Kevin McNew and Cody Bills
The Grain Hedge Team provides a macro-focused daily view of the world’s grain markets. Kevin McNew, President of Grain Hedge and GeoGrain, received a bachelor’s degree from Oklahoma State University and his master’s and Ph.D. degrees in Economics from North Carolina State University. He spent 10 years as a Professor of Economics with the University of Maryland and Montana State University focusing on commodity markets and is widely regarded for his ability to boil-down complex economic situations into easy-to-understand concepts for applied life. Cody Bills received his Business Administration degree, concentrating on finance, from the University of Vermont. Beginning his career as an analyst for a local investment firm, Cody’s insight and understanding of the grain markets has led to national publication as well as an invitation to host Grain TV daily and be a regular guest on AgWeb Radio.
A Good Run on Basis, But It May Be Done
Mar 26, 2009
There have been few bright spots in the grain market this year. Eroding end-user demand, a weak economy, and ample stocks have all led to staggering losses in grain futures since harvest of 2008. But, the one silver lining is the strong improvement in basis over the last 6 months.
Since November 1, 2008, US average corn basis has gained 40 cents a bushel while soybeans are up 60 cents a bushel against May futures. In contrast, last year corn basis had only inched higher by 15 cents while soybean basis was mostly unchanged over this same time period. So what has helped fuel basis gains this year?
A combination of improving grain transportation, combined with ample crops and tight-fisted farmers have kept basis levels on the upward climb over this marketing year. Barge rates in particular have corrected sharply over the last 6 months thanks to a weak economy, lower fuel costs and sluggish grain export demands.

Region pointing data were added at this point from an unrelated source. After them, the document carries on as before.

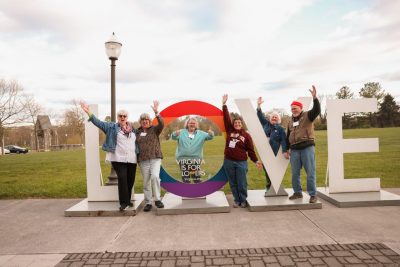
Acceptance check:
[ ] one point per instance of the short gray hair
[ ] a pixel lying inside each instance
(276, 114)
(144, 116)
(191, 119)
(122, 112)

Current barge rates are at the lowest level we’ve seen in nearly two years and off nearly $1 a bushel since their peak last Fall.
At harvest, farmers also seemed more willing to hold tight to corn stocks than beans. Based on USDA’s survey of on-farm stocks of corn and beans, farmers kept more of their corn relative to beans than they had for the last 5 years. That means that grain users had to bid harder later in the season to get beans out of the hands of farmers and combined with strong bean exports has helped lift bean basis more so than corn.
Although basis levels have been higher, some parts of the US have not faired as well. For both corn and beans, basis levels have seen the best gains in areas associated with river movement, pinned to lower barge rates and strong bean export business. In the Western Cornbelt and Plains, basis levels have been relatively weaker in part tied to weak feed demand and ethanol users.
While it’s been a great run for basis, don’t expect the gains to continue. Seasonally, the second-half of the marketing year is weaker than the first-half so the odds against a prolonged rally seem unlikely. Furthermore, barge rates have likely bottomed and the possibility of river flooding could limit barge traffic and drive down basis at key river terminals. Finally, as futures prices have recovered, farmers have rewarded the rally by increasing cash movement which has eased grain basis levels. With limited prospects for changing end-user demand, expect basis levels to top out and move lower over the coming weeks. Once farmers return to the fields for planting, basis levels might show some further upside movement.